I had just finished picking up a few items at the grocery store and was pulling out of the parking lot when I received a text from my mother-in-law who was visiting us.
“The kids want more of these,” she texted along with a picture of some pretzel chips.
“Ugh,” I muttered to myself. Not only had I already left the store, but this particular brand of pretzel chips was only available at a different store.
“This is so inconvenient,” I thought. “But,” I said, “I love them so I’ll do it. I’ll get the pretzels.” (Side note: the “other” store was literally a 20 second drive across the street, so inconvenience is a rather broad interpretation here).
But then a second, more profound thought hit me. “Sarah, you’ve missed the mark. It’s not really love if you’re considering your feelings in this equation.”
Wait, what? I consider myself to be a kind person. I am a generous person. I live to encourage others. I feel as if I love well. And to a certain degree, I do. But the truth is love is not just about being kind or compassionate. To love in the fullest sense of the word is to do so unconditionally—and that means removing any self-interest from the equation. It’s not about me. At all. It’s 100 percent about the person I am loving.
Love means focusing on the “other.” O-T-H-E-R. Five powerful letters.
That means if I’m complaining while acting in love toward someone—it’s not love. If I’m engaged in self-pity, it’s not love. If I’m thinking about how it’s inconveniencing me, even in the slightest, it’s not love.
“…if I’m complaining while acting in love toward someone—it’s not love. If I’m engaged in self-pity, it’s not love. If I’m thinking about how it’s inconveniencing me, even in the slightest, it’s not love.”Sarah Nguyen @checkforfries
But here’s the kicker. When we do love fully and unconditionally, without regard for self and full regard for the other…something amazing happens. We reap the full benefits of that love.

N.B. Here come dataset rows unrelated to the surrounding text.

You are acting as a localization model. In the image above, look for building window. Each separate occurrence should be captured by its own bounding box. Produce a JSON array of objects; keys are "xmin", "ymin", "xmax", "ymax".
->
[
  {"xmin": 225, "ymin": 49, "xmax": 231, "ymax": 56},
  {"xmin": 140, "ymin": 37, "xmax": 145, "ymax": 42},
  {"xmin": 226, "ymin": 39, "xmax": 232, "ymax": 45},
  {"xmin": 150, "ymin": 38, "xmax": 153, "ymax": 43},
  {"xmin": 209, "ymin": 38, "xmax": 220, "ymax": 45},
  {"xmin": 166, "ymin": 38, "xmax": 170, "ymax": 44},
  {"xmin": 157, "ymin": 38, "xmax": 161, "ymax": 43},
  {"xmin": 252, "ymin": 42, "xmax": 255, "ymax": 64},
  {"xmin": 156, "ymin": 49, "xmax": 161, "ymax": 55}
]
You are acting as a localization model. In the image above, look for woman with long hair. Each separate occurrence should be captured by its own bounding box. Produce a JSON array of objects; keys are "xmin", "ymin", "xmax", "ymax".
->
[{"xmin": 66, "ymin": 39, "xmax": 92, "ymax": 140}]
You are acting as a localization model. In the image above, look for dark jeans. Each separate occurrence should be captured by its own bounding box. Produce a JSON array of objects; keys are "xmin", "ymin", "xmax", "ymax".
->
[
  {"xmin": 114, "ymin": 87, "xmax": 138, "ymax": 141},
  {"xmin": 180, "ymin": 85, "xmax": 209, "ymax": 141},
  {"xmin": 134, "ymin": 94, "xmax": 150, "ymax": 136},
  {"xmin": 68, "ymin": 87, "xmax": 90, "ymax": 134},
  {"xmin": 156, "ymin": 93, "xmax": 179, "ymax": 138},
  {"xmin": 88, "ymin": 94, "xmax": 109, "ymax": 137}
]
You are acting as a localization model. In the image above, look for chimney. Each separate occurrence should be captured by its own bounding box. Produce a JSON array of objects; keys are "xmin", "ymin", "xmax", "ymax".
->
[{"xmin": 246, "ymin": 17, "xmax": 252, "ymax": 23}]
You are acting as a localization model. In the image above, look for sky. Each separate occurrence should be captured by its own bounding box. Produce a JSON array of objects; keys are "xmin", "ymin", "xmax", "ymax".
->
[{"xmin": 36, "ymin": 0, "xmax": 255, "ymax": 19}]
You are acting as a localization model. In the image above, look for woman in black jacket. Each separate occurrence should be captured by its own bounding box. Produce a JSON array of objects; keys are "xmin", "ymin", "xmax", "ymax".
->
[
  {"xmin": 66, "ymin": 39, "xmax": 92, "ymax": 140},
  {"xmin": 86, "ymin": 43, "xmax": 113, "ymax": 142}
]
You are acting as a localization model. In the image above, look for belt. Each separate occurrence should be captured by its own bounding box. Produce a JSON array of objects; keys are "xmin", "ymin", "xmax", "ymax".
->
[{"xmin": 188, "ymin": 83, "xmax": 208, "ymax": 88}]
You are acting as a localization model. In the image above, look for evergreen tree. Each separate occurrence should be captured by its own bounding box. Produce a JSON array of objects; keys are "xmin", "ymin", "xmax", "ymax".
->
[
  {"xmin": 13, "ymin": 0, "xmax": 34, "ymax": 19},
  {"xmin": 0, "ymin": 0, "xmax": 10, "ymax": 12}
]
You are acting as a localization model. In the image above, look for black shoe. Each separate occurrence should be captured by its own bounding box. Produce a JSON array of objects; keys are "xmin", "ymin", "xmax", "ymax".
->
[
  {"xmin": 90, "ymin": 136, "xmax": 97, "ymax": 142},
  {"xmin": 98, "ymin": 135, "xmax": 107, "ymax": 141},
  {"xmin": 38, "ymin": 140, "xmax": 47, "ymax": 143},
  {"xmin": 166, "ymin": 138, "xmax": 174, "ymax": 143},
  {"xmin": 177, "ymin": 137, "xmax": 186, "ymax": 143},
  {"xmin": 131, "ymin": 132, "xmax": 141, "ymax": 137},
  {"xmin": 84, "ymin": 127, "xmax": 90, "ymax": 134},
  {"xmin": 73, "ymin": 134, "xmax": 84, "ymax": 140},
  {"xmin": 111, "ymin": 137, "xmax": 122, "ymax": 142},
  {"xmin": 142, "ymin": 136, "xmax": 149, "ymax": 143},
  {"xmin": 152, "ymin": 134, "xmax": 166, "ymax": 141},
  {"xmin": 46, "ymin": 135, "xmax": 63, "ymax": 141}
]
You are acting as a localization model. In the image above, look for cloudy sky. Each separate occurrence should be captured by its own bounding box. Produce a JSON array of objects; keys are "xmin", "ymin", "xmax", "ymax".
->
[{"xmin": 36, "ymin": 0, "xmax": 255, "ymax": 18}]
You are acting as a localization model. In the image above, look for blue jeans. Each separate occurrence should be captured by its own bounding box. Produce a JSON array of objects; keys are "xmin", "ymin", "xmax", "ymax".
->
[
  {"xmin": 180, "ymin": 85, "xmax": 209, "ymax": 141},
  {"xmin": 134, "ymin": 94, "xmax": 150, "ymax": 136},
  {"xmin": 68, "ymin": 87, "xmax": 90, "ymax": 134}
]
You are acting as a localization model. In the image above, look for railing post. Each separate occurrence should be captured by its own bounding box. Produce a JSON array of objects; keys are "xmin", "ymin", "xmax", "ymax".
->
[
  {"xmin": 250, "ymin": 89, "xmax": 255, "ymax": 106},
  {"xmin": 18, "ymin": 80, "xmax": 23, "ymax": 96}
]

Last year my sister traveled to Charleston, S.C. to undergo a major surgery and I came to help her for a few days post-recovery. I was in one of the top foodie cities in the nation. The weather was incredible. There was beauty everywhere you looked. But for the majority of my stay, I was either in a hospital room or the house we had rented. My sole focus the entire time was on the care and wellbeing of my sister.
I don’t say that boastfully. I was just genuinely happy to help her in any way I could. When I returned home though, something changed. For the first time in months—maybe even a year or two—I felt fully alive. I can’t explain it except to say that the funk of self-pity and depression I had been in was no more. My spirit was full of joy, love and contentment.
I was at a loss for why I felt the way I did. I kept telling myself that maybe it was the change in environment, the amazing food, or just spending quality time with family that helped break me out of my rut. Regardless, I seriously felt like I was Poppy the Troll and glowing from the inside out. Everyone around me, especially my husband, noticed the change.
What I didn’t know then however, I do now. It was love. The demonstration of pure unconditional love. That was the game-changer.
Love = Other.
Unfortunately, I can’t take the credit for this discovery. While it was a new revelation for me, this whole love “other” concept has been in the works for some 2,000 years when Jesus left his crew with these parting words before his death:
“Love each other. Just as I have loved you, you should love each other” (John 13:34).
Yeah, I’m one of those late to the party kind of gals. But hey…I showed up and I learned something.
Now, I’d be crazy to think I can remain in a constant state of unconditional love euphoria. I’m human and that comes with the full gamut of emotions. I’m not perfect and I will never love others perfectly. But I can—to the best of my ability—be intentional about how I love others by keeping the focus on them and not myself.
It’s a daily choice, and sometimes even a moment-by-moment one. Loving well is not always convenient. I won’t always “feel” like doing it. But it will always and forever be the best decision when I do choose to do it and do it well.